For some reason I felt the need to make a sauce, barbeque sauce and it isn't even grilling season. The snow is beginning to melt however the brisk cold lingers in the air. To make my sweet... and I say sweet because I was trying to make it a general as possible... not everyone likes their barbeque sauce how I do. Heavy and rich with smokey flavour. To make this sauce and feel free to tweak the ingredients to your liking.

1/2 cup to 1 cup ketchup, tomato paste or tomato purée, I used ketchup
1 tablespoon Worchestershire sauce
1 teaspoon lemon juice
1 teaspoon or 2 of paprika, the smoker the better
2 tablespoons brown sugar, the darker the better
2 tablespoons of olive oil
1/2 teaspoon of fresh ground pepper
pinch of salt
* If the sauce is too thick just add a bit of water until you get it to your desired consistency.  

Put all of the ingredients into a saucepan and mix together. Turn the stove on to medium high heat. Heat to boil and then remove from heat.  
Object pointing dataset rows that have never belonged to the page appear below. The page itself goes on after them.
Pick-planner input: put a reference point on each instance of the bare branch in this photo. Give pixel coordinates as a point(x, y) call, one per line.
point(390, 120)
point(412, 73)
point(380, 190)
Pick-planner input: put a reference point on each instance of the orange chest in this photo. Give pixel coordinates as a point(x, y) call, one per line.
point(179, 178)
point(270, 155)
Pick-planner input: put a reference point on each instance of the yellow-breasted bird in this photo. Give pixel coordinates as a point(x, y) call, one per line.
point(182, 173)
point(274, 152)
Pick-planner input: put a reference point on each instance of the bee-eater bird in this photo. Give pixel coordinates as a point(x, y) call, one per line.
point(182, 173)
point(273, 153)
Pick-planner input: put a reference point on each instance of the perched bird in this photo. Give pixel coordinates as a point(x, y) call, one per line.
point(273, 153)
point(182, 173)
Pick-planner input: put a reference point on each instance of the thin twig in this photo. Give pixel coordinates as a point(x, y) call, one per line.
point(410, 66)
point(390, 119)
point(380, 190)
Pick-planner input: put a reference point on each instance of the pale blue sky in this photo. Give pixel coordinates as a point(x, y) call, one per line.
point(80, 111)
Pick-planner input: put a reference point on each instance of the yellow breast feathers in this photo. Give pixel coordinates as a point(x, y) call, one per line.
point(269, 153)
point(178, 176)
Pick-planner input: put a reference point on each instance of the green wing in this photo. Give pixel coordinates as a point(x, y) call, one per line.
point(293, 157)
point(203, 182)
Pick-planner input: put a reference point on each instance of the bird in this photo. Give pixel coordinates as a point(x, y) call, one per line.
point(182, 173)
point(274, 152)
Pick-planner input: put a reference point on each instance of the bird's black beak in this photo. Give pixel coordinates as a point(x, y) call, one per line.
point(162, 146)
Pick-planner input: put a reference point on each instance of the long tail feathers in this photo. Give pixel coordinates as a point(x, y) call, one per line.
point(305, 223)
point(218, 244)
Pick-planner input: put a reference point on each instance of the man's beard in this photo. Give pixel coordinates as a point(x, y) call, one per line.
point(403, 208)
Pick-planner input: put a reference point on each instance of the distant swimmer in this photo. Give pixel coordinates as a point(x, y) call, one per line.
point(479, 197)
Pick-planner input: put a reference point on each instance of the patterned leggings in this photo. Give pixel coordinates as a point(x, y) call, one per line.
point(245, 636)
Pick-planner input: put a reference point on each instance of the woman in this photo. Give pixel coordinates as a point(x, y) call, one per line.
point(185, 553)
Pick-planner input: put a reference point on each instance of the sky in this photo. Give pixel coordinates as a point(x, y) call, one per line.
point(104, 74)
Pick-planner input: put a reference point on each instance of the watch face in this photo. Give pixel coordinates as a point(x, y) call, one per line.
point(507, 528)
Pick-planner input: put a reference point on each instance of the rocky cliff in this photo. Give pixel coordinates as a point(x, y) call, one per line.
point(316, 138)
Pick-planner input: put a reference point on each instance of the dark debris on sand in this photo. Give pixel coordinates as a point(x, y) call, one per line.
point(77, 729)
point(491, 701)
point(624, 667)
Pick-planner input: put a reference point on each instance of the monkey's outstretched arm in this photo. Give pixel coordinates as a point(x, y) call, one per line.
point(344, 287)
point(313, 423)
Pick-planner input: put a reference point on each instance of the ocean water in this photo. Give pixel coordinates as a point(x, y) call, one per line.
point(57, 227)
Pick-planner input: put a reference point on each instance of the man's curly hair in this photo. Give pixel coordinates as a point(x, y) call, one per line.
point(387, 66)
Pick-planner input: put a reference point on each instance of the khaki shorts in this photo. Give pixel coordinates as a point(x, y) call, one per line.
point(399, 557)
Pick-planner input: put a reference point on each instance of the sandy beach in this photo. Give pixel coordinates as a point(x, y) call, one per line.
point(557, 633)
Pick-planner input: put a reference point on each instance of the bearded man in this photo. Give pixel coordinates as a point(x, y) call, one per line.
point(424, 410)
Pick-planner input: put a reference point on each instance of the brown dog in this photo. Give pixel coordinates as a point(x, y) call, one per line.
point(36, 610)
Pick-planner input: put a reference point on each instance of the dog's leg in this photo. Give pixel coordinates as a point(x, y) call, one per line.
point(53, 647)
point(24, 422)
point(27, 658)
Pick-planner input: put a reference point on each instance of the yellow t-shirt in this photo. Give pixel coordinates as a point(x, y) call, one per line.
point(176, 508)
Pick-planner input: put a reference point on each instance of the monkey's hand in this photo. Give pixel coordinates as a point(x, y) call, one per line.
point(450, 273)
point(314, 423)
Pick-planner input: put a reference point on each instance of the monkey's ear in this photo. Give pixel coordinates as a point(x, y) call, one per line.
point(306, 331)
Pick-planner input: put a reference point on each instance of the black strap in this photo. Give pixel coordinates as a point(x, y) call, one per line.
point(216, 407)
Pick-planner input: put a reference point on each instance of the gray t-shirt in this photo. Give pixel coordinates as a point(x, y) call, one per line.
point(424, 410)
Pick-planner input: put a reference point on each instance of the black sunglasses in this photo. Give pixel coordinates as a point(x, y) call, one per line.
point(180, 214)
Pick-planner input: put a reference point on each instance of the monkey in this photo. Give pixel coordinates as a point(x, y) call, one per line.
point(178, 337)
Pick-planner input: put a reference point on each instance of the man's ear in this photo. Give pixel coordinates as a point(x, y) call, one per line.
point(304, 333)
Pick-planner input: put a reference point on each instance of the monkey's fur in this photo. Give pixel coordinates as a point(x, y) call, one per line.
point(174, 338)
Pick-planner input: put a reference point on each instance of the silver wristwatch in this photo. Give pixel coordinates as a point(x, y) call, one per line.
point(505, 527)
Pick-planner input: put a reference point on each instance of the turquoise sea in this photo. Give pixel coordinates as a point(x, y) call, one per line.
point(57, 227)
You can also change up the ingredients by adding honey, maple syrup, molasses, herbs or seasonings, chili powder, curry paste, garlic or finely chopped onions. - JW     

  

Friday, 1 March 2013

Twin Sun Toast


This is my version of the Twin Sun Toast from the Star Wars cookbook. The original has you cutting out two round circles in the bread, using a small cookie cutter. The smallest cookie cutter I had and the shape of the bread enabled me to make the two twin suns. Instead I made one sun, the egg, in each piece of bread. All was good and one might say that the two cut out pieces of bread could pose as the twin suns.

Essentially you use a small cookie cutter to cut out two or as in my case one, circles in each slice of bread. Place the cut out pieces aside. They may be served buttered or dry on the plate. Add a good amount of butter in the bottom of a pan. Let is melt completely and move the pan around to coat the bottom of the pan evenly. Then place the bread inside the pan. Break the an egg each of the holes that you cut out using the cookie cutter. Let the egg set a bit, become white. Then this is the real tricky part you have to flip the bread with the egg over. Be careful. The egg yolks may break but never mind. I don't think your stomach will complain. You want the egg to set a bit more or to your liking. Then remove from pan and serve. 

Now my eggs stuck a bit and I added sufficient butter. The yolks were a bit runny. So  I toasted the round cut out pieces of bread and served them so you could dunk them in the yolks. This makes for a great weekend breakfast.